Nicht zuletzt vor dem Umstand, dass Donald Trump engste Vertraute der Vereinigten Staaten vor den Kopf gestoßen hat, aber Putin in den höchsten Tönen lobt (und sich neuerdings weigert, das Wirtschaftsembargo gegen Russland aufrechtzuerhalten, auf das der amerikanische Kongress ihn verpflichtet hat).

Welchem Zweck dienen Donald Trumps Lügen also auf einer tieferen Ebene? Sie stiften Gemeinschaft. Pamela Meyer erinnert uns in ihrem Video daran, dass zum Lügen immer zwei gehören: einer, der lügt, und einer, der sich die Wolle über die Ohren ziehen lässt. Lügen ist eine „soziale Interaktion“.

Die Interaktion zwischen Donald Trump und jenen 40 Prozent der amerikanischen Bevölkerung, die sich zu ihm bekennen, verläuft folgendermaßen: Trump lügt – und seine Anhänger sind wild entschlossen, ihm zu glauben. Und je dreister Trump lügt, desto entschlossener glauben sie ihm.

Wer bereit ist, jede – auch die unwahrscheinlichste – Behauptung zu schlucken, als handle es sich um die pure Wahrheit, zeigt damit, dass er zum Stamm der Trump-Leute gehört. Jene, die sich weigern, die Lügen aus dem Weißen Haus zu glauben, sind Feinde. Sie sind keine echten Amerikaner.

Sie sind schlechte Menschen und wollen dem demokratisch gewählten Präsidenten schaden. Die beste Analogie dafür ist vielleicht die Zugehörigkeit zu einer Sekte: Die Älteren unter uns erinnern sich vielleicht noch an Bhagwan, der in den Siebzigerjahren eine spirituelle Massenbewegung anführte.

Bhagwan war ein Scharlatan, der nichts als Plattheiten von sich gab und seine Jünger schamlos finanziell ausnahm. Vor der Halle, in welcher der Guru seine Vorträge hielt, hing ein Schild: „Schuhe und Verstand bitte draußen lassen.“ Bhagwan unterhielt eine Mercedes-Flotte, mit der er sich vor den Augen seiner Jünger herumkutschieren ließ. Wer bereit war, auch davor die Augen zu verschließen, gehörte zu den Erleuchteten.

Auf Twitter erreicht er mehr Leute als jeder Fernsehsender

Die schlechte Nachricht lautet, dass die technischen Methoden, um Lügen zu verbreiten, immer besser werden. Donald Trump hat auf Twitter ein Publikum von ungefähr fünfzig Millionen, das noch wächst; er erreicht also viel mehr Menschen als jeder amerikanische Fernsehsender.

Auch die Möglichkeiten der Fälschung werden immer raffinierter.
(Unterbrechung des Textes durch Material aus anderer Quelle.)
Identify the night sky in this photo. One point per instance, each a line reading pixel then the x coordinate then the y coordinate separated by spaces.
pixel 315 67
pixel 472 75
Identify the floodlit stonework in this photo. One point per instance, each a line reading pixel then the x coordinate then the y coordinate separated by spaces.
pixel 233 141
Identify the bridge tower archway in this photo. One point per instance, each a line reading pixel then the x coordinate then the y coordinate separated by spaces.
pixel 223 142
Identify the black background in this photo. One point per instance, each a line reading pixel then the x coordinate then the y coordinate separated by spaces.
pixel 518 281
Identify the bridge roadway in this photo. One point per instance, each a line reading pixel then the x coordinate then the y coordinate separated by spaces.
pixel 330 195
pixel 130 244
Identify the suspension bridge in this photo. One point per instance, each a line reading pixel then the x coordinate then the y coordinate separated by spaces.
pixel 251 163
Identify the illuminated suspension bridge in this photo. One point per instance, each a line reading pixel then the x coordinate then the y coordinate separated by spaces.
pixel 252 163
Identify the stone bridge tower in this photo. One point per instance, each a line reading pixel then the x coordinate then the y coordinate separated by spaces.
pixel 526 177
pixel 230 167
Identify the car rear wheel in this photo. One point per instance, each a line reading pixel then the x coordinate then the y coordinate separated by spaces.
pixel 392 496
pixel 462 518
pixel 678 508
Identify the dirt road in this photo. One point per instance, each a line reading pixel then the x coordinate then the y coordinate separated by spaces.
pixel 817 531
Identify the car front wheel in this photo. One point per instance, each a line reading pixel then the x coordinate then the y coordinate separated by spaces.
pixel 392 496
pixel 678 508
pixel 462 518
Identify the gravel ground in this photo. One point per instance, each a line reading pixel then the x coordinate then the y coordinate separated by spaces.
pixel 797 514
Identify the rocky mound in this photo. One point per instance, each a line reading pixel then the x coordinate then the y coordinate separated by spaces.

In einem der neuen Filme aus der „Krieg der Sterne“-Serie tritt eine jugendliche Prinzessin Leia auf, die künstlich mit dem Computer hergestellt wurde. Die Software, die man dazu benötigt, kann sich mittlerweile jeder Teenager herunterladen.

Es ist also möglich, Videoclips von jüngeren Versionen von Politikern zu produzieren und sie alles sagen (oder tun) zu lassen. Man kann sie in Pornofilme hineinkopieren oder Hetzreden gegen Amerika halten lassen. Bis die Fälschung als solche erwiesen wurde, ist der Ruf längst ruiniert.

Es würde an ein Wunder grenzen, wenn dies nicht spätestens im nächsten amerikanischen Präsidentschaftswahlkampf eine – möglicherweise entscheidende – Rolle spielte. Umgekehrt ist es natürlich möglich, sich bei jeder neuen Enthüllung darauf hinauszureden, man habe dies nie gesagt oder jenes nie getan.

Es wird immer schwieriger, die Wahrheit von der Lüge zu unterscheiden, wir treten in eine neue Ära des Zwielichts ein. Wird die liberale Demokratie diese Ära überleben?